Meeting of the Parliament 17 June 2014
It is not often that we take part in a debate that has the words “asylum seekers and refugees” and “humane system” in the same sentence. I want to focus on the issue of showing humanity and what that means.
About 13 years ago, when I was a Unison steward, I had a briefing from Margaret Wood of the Glasgow campaign to welcome refugees, and from that moment on I was involved in the campaign. At the same time, the Scottish Refugee Council started raising awareness, and I am very proud of this Parliament and this nation for marking refugee week every year.
One thing that was drawn to my attention when I worked in social work in Glasgow was the checks that young refugees were put through to determine their age. I do not mean to be totally alarmist, but the checks would have put Nazi Germany to shame, because wrists were measured, X-rays were taken and dental work was checked in order to determine a young person’s age—instead of just speaking to them and treating them as human.
Then we had the group who were fondly known as the Glasgow girls, whom we should all be very proud of, and their campaign against dawn raids. We witnessed on our tellies almost every night the people of Drumchapel, Castlemilk, Springburn and Sighthill standing up to UK Border Agency detention vans. Women in those areas were presented with Scottish women of the year awards. That shows a different Glasgow that is humane. Was the treatment of the refugees humane? That is the question.

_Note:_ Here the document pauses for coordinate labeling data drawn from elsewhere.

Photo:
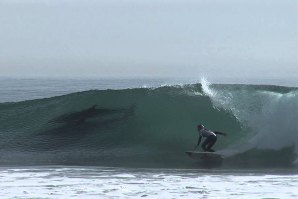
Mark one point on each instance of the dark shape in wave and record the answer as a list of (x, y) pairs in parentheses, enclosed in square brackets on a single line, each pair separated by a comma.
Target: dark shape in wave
[(153, 132)]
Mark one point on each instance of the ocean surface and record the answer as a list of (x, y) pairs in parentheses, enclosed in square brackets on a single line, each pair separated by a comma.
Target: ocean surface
[(126, 138)]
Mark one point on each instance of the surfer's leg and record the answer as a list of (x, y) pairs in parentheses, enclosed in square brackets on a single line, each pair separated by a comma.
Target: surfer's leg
[(212, 140), (206, 141)]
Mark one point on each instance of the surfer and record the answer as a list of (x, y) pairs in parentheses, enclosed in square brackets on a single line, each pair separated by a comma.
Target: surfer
[(210, 138)]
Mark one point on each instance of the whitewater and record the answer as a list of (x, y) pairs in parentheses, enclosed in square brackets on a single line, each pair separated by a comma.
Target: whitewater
[(52, 145)]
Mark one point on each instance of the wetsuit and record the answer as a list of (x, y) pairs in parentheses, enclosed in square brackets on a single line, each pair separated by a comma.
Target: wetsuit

I turn to the issue of Dungavel. For many years I have attended vigils at Dungavel run by justice and peace organisations from Lanarkshire and Ayrshire. The detention of innocent kids in Dungavel was brought to my attention because they were put next to some of the most notorious child traffickers in the world, who were awaiting deportation. Is that humane? I do not think so.
We should remember that those children are not criminals. I say to Alison McInnes that, although the Lib Dems ended the detention of children at Dungavel, the children just get shipped to Yarl’s Wood, Colnbrook or another centre. That is not a last resort. If members just listen to the testimony of people I know, they will hear that that is not a last resort.

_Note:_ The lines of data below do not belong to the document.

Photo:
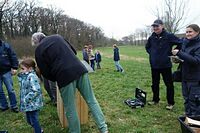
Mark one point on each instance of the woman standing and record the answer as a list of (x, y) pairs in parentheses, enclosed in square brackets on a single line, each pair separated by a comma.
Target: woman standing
[(117, 58), (190, 68)]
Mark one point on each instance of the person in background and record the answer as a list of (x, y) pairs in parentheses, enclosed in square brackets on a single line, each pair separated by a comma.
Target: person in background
[(117, 58), (30, 93), (190, 69), (98, 59), (58, 62), (8, 67), (51, 87), (159, 46), (91, 57), (85, 54)]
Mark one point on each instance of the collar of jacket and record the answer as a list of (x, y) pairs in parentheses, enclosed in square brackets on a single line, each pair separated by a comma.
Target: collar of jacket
[(159, 35)]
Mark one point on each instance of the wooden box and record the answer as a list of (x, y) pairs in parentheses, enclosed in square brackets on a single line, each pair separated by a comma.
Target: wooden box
[(82, 109)]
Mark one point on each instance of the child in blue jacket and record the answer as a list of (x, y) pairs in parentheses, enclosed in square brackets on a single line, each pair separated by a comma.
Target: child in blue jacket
[(30, 93)]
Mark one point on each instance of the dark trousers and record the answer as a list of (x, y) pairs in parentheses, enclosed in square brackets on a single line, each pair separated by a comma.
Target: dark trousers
[(32, 119), (50, 87), (167, 78), (191, 95)]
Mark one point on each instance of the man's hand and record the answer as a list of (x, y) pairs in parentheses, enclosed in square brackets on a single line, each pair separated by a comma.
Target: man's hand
[(13, 71)]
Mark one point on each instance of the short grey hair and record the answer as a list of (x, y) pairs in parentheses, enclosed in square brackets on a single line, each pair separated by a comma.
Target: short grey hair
[(37, 37)]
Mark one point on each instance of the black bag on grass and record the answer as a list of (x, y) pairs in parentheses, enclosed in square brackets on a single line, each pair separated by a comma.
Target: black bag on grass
[(139, 101)]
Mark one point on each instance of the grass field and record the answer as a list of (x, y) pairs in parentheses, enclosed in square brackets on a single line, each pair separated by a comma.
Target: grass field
[(111, 89)]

UK Governments of all colours have been playing top trumps to see who is the hardest on immigrants, who is the hardest on asylum seekers and who is the hardest on refugees. Some of the things that I have seen over the years make me sick to my stomach.
Successive UK Governments have refused to sign up to EU directives to protect people, whether they are on asylum, men’s violence against women and children or trafficking. We have had go home vans and adverts. How disgusting.

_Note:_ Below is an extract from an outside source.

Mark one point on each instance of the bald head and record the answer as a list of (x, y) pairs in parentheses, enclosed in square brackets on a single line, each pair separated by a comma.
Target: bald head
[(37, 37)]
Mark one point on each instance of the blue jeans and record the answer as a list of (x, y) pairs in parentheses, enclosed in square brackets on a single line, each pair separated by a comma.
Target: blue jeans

The UKBA determines asylum status along with trafficked status and can deny a person protection all in the one envelope. That is disgusting and is not humane.
We have people who have been forced into destitution. We had the obscene pictures on our telly of Jacqui Smith chartering a plane, rounding up women and children at Brand Street in Govan, sending them back to the war-torn Democratic Republic of Congo and telling them, “There, there—it’ll be all right once you’re home.”
We have the situation of young women from Moldova. Last week, we in the Parliament viewed the film “Nefarious: Merchant of Souls”. A young woman who was trafficked across Europe in horrific circumstances was brought to London. She was saved by the Poppy project, but she was denied refugee status and trafficked status and was sent back to Moldova. The decision was that she was not at risk. When she got there, the traffickers caught up with her. They abused her, beat her and did horrific things to her. A few months later, where was she? She was trafficked back to London. Is that humane? No.
Having an independent Scotland is one way to change that. We can have a humane system—a new asylum model that separates immigration from people who seek sanctuary. One of the most disgusting things about the process is the fact that people conflate those things, which dehumanises the individuals who are involved.
I want a system that provides protection, shows compassion and gives people dignity and support. I want a Scottish asylum agency that is underpinned by all those values and based on human rights. That is humane. That is the kind of Scotland that I want to live in.